Notably, in her second mayoral term, amid the “Covid pandemic”, Hidalgo went beyond nightly curfews and closure of “non-essential” shops and introduced 31 miles (50 km) of “coronapistes,” or pop-up cycle lanes, to ease pressure on public transport systems. Moreover, by early 2021, the socialist mayor’s policies had gained international attention, including her audacious proposal to remove more than half of Paris’ car parking spaces while converting the Champs-Élysées into a “fantastic garden.”

 

Tyrannical tendencies

Recent history aside, Paris is—according to the now-infamous World Economic Forum, under Mayor Hidalgo—destined to become a “15-minute city [. . .] the aim is to cut car use, resulting in fewer CO2 emissions and cleaner air.”

The WEF also touts, for example, that Slovenia's capital, Ljubljana, has turned its historic centre into “a car-free paradise”. Granted, a visit to Mackinac Island, Michigan, or the Channel Island of Sark, or other places where cars are banned can be a pleasant break from routine and has many desirable attributes; and more people on bikes and walking could have considerable health dividends, such as reducing obesity and boosting immunity. Nevertheless, no-car policy is a matter of the larger political context and what such a policy means for one’s ultimate freedom of mobility, not to mention whether city residents will ever get to vote on such dramatic changes, let alone whether such massive changes are even lawful under city charters or the statutory remit of city councils.

Moreover, will unvaccinated people be segregated on the buses? And, as Scottish-born citizen journalist Neil Foster speculated in correspondence with me, might “habitation zones” arise, from which those defined as “health dissidents” or political “undesirables” won’t be allowed to leave—save with special permission? Brian Gerrish has recalled in past UK Column News broadcasts that, dystopian as it may seem, this very vision for the future was being discussed in terms within Plymouth City Council in the early 2000s.

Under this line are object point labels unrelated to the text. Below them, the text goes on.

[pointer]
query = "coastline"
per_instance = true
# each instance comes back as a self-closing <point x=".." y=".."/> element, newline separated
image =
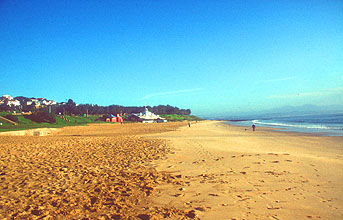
<point x="232" y="173"/>
<point x="210" y="170"/>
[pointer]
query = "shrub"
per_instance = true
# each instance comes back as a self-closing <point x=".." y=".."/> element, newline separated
<point x="12" y="117"/>
<point x="42" y="116"/>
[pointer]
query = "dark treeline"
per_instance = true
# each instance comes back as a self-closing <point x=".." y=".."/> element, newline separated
<point x="71" y="108"/>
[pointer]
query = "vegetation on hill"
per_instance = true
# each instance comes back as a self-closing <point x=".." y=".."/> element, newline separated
<point x="175" y="117"/>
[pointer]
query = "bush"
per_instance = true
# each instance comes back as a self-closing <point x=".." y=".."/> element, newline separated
<point x="12" y="117"/>
<point x="42" y="116"/>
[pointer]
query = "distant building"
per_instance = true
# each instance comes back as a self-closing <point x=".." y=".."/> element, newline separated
<point x="13" y="102"/>
<point x="7" y="97"/>
<point x="149" y="117"/>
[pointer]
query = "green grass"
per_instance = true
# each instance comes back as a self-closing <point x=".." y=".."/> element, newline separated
<point x="28" y="124"/>
<point x="175" y="117"/>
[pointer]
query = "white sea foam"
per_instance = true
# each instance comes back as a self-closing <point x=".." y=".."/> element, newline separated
<point x="314" y="126"/>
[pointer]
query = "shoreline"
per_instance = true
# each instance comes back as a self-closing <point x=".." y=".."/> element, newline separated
<point x="288" y="130"/>
<point x="236" y="174"/>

Given the recent history of jackbooted Covid lockdowns like those in Australia, and the Orwellian character of the WEF’s meddlesome policies that have wormed their way—by WEF founder Klaus Schwab’s own admission—into federal-level cabinets, such as Canada’s, this is not a silly question.  

 

Forthcoming October summit

Notably, the next C40 World Mayors Summit, which takes place every three years, will be hosted by Buenos Aires, Argentina on 19–22 October 2022 as a hybrid in-person/virtual event. C40.org has announced:

The Summit will bring together mayors of world-leading cities, alongside business leaders, global influencers [sic], philanthropists, campaigners, youth leaders, scientists and residents, to showcase the work cities are doing to deliver effective climate solutions and demonstrate what a strong global coalition united on radical climate action can achieve.

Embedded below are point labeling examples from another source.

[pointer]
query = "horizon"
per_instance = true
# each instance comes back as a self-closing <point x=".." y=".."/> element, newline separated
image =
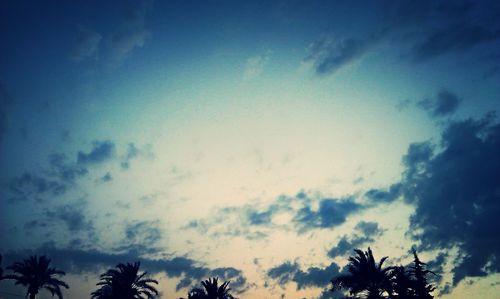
<point x="258" y="142"/>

The organizers note that other names for such city schemes include “human-scale city,” “complete neighborhoods,” “20-minute neighborhoods,” “vital neighborhoods” and “superblock”. 

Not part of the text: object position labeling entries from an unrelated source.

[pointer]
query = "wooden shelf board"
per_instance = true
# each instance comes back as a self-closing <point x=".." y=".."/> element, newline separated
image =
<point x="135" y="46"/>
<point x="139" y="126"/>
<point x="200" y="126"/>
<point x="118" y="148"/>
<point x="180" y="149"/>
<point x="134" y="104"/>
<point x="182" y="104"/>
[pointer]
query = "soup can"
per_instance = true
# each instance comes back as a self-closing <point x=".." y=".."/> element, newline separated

Using additional “globalese” language, C40 literature adds that “[t]he 15-minute city can help us live with Covid-19 and build back better,” with the mayors and leaders of C40’s now 96 member cities planning to chart an unrealistic path toward “net-zero emissions”.

The pursuit of this dream cannot help but put widespread car use well on the way to oblivion, unless the world’s peoples—already alerted to the stark reality of overt tyranny via Covid crackdowns—use their heightened awareness of, and insights into, tyranny’s machinations and rise up to counter such fanatical schemes.